4. Robust pipelines and promotion - AWS Prescriptive Guidance

4. Robust pipelines and promotion

Pipelines provide many options for hyperparameter tuning, AutoML, and processing routines. Pipelines are logged from end to end. Robust pipelines can run training in parallel across multiple instances and frameworks, scaling load sizes as needed. Robust pipelines can promote models into production, deploying in real-time, streaming, and batch. These deployments can support single-model or multi-model inference.

4.1 Large-scale and distributed training

A mature ML system supports the ability to run training on large compute-optimized instances in parallel. It has the tooling in place to help ensure that these resources are fully used and that the training scales evenly across the compute cluster.

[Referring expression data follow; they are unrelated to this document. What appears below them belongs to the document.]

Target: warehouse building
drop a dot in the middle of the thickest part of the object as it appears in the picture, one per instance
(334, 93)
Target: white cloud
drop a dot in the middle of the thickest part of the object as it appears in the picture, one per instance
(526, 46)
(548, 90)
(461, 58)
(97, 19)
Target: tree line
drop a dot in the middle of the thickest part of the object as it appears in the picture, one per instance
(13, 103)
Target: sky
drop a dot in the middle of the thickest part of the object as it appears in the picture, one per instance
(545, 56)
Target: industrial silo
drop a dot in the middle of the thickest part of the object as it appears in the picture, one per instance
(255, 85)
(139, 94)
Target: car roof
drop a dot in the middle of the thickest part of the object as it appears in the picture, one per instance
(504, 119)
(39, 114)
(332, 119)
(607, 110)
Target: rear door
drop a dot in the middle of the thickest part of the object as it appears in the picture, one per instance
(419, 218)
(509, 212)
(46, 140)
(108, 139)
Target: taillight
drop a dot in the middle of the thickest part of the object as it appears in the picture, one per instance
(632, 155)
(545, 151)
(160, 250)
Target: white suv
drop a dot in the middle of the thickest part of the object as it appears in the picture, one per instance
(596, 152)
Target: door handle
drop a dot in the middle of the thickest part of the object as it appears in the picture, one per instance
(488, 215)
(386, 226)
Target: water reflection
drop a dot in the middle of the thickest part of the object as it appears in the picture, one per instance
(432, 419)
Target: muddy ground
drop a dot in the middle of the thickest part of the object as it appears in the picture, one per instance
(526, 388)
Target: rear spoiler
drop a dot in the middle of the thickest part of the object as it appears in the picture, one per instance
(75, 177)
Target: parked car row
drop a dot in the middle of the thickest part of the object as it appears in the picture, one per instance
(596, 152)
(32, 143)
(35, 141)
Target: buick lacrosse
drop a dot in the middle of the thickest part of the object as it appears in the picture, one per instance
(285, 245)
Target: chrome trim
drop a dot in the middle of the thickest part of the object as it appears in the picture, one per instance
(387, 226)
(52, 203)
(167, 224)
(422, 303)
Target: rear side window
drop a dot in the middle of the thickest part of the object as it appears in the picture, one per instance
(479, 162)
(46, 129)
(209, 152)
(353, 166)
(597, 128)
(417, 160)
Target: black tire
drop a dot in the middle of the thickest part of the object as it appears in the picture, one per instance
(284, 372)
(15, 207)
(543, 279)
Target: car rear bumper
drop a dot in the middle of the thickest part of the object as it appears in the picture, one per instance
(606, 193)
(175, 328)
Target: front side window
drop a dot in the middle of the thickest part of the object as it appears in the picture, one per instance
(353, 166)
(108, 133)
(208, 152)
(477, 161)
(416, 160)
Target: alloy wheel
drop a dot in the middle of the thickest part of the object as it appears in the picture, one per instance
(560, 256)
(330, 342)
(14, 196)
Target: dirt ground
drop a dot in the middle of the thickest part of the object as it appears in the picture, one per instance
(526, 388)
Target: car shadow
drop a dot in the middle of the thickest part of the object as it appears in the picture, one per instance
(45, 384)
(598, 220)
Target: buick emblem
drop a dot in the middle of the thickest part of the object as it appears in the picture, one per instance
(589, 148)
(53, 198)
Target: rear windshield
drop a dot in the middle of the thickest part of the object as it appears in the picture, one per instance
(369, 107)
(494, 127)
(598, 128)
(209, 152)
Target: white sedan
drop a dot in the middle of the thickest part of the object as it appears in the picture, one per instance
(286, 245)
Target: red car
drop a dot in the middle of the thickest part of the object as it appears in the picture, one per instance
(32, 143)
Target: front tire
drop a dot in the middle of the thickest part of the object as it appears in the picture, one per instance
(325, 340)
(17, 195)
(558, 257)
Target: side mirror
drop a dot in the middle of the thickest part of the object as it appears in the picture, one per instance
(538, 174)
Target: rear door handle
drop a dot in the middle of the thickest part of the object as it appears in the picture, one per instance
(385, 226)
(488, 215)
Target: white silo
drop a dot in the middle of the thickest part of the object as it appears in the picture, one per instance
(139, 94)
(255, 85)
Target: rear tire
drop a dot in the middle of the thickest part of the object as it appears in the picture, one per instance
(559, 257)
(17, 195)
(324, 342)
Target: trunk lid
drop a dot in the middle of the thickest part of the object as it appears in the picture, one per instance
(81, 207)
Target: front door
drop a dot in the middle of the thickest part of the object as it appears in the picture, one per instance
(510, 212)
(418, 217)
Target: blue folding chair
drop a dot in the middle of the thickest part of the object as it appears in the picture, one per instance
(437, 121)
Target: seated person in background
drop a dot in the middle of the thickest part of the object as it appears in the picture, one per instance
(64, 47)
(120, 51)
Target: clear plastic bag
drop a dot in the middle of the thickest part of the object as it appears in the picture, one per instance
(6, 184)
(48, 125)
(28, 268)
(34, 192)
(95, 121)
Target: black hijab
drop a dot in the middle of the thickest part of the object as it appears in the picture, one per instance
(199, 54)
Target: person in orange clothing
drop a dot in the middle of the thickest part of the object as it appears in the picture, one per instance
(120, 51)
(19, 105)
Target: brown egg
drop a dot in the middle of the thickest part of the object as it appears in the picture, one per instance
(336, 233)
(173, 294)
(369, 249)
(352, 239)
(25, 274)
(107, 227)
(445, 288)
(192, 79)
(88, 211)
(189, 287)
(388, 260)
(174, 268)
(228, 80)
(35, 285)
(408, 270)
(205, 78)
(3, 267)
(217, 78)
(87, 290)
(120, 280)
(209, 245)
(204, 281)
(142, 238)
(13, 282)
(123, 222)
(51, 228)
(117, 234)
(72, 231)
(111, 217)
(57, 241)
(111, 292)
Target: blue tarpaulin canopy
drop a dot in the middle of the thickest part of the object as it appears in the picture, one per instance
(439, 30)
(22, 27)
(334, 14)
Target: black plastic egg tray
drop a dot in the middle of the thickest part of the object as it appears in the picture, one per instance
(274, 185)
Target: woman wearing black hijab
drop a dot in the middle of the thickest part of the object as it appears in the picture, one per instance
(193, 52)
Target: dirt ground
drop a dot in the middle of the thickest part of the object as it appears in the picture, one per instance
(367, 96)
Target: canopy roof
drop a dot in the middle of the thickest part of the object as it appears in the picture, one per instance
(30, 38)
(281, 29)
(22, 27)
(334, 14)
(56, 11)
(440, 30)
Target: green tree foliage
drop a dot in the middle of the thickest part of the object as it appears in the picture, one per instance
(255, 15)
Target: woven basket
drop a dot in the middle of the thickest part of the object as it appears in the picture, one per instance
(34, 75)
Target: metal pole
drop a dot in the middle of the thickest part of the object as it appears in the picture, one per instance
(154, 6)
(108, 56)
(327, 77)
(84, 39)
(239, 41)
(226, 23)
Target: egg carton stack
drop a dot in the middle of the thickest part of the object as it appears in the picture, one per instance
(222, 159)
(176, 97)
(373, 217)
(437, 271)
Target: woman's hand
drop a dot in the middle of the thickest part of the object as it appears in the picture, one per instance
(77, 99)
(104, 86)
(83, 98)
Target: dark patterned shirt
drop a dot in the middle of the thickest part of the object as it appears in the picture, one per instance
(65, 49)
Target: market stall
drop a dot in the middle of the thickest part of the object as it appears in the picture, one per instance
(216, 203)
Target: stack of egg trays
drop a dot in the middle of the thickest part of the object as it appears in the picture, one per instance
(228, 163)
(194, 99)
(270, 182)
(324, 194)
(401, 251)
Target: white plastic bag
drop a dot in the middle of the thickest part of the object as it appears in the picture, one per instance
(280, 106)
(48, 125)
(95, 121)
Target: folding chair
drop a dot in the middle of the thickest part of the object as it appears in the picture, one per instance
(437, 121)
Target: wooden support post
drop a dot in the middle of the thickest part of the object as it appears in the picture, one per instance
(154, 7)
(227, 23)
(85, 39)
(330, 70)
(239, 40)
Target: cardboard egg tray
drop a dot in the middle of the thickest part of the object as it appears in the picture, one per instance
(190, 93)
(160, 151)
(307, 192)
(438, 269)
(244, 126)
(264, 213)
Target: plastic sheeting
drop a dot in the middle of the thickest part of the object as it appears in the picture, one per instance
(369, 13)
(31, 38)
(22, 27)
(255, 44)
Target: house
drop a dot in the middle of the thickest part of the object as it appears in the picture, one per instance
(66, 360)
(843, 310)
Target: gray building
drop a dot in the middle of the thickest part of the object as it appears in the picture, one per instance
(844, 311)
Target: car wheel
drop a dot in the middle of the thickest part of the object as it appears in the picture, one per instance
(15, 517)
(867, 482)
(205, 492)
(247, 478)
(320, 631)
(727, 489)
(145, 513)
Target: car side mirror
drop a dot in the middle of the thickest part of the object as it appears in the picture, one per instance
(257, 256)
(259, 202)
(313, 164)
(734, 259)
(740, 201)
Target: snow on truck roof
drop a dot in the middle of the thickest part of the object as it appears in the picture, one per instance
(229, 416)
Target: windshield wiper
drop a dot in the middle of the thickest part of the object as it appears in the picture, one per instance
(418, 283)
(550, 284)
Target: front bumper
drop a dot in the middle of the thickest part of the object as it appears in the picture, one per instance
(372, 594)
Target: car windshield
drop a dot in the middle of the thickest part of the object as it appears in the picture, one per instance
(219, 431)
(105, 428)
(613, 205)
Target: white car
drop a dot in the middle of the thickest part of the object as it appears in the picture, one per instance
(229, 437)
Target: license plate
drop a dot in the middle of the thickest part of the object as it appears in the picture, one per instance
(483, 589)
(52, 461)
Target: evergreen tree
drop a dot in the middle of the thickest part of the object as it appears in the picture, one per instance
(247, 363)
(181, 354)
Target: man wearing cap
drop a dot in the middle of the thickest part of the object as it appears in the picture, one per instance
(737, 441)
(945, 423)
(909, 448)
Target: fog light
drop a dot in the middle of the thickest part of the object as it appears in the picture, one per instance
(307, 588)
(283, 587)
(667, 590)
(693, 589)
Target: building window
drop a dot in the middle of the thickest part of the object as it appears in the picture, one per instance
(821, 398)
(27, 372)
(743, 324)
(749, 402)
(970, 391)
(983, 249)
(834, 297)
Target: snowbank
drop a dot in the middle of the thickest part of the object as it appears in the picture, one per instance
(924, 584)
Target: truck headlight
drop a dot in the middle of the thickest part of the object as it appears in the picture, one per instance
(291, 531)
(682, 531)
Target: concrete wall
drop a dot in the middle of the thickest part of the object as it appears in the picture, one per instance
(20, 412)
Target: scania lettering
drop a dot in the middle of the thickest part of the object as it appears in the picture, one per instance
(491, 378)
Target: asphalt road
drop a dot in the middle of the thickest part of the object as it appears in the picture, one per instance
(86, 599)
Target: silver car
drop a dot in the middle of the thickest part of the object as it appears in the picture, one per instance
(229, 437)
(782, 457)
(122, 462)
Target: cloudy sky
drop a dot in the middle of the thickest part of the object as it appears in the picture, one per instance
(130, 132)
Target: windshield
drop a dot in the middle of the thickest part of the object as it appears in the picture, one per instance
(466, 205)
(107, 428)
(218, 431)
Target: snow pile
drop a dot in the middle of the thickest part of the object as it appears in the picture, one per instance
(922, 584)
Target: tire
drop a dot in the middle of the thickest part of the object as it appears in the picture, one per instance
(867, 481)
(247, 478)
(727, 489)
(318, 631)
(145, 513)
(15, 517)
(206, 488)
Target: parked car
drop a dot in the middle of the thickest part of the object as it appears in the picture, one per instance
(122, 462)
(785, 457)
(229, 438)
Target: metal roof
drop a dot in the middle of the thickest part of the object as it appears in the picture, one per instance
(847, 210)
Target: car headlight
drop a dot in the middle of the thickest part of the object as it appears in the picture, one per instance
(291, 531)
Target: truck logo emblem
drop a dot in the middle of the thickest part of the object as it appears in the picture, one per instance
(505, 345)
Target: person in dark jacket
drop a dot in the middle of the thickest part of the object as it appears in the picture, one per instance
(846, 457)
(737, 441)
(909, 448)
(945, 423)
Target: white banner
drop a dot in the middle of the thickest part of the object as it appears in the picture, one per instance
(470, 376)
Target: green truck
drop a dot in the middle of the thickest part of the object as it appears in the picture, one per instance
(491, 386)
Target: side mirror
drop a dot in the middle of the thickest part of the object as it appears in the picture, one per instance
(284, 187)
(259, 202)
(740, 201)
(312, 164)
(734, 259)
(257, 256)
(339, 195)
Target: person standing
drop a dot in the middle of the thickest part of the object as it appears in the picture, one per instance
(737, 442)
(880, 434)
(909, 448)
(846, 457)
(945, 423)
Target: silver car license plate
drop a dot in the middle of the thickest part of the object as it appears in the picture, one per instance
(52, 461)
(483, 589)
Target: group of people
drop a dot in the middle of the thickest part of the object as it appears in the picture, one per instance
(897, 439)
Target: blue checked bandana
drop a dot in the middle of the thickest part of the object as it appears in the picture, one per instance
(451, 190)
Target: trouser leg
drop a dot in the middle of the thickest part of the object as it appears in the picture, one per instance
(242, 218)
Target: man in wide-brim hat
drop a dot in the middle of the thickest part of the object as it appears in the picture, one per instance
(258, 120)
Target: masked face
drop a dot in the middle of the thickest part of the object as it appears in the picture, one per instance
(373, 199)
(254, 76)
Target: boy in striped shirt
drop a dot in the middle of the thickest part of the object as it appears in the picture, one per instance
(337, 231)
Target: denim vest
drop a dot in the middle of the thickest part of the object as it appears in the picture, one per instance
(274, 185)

4.2 Support for multiple frameworks

Developers can port different platform frameworks, such as PyTorch or Flax, to run training and inference jobs. Likewise, different languages and versions are supported and usable. Switching to another framework will not break the system.

4.3 Hyperparameter tuning

A hyperparameter tuning step is a part of the training pipeline. Deployed models have their hyperparameters tuned. Multiple options are available to tune hyperparameters. For accuracy improvement, at least one of the tuning options should have a Bayesian inference or approach.

4.4 AutoML option

To reduce manual experimentation and comparison, a mature ML system supports running AutoML, which automatically selects the best feature pipeline, hyperparameters, and model. Note that AutoML is a feature to use pragmatically, but it's not a panacea.

4.5 Inference support: real time

This is commonly called model as a service (MaaS). The system supports real-time inference with REST API operations, for inference request on demand. It's able to ship MaaS infrastructure on which the model can scale both horizontally and vertically as a standalone API or as an endpoint associated with other applications. Alternatively, it's possible to deploy by using serverless technology.

4.6 Inference support: streaming

Models can be promoted to a real-time inference format such as Amazon Kinesis or Amazon Managed Streaming for Apache Kafka, whereby inference is run in streaming fashion on the model. This requires at least 90 percent of the checklist to be complete, because guardrails, observability, and monitoring are essential for real-time inference.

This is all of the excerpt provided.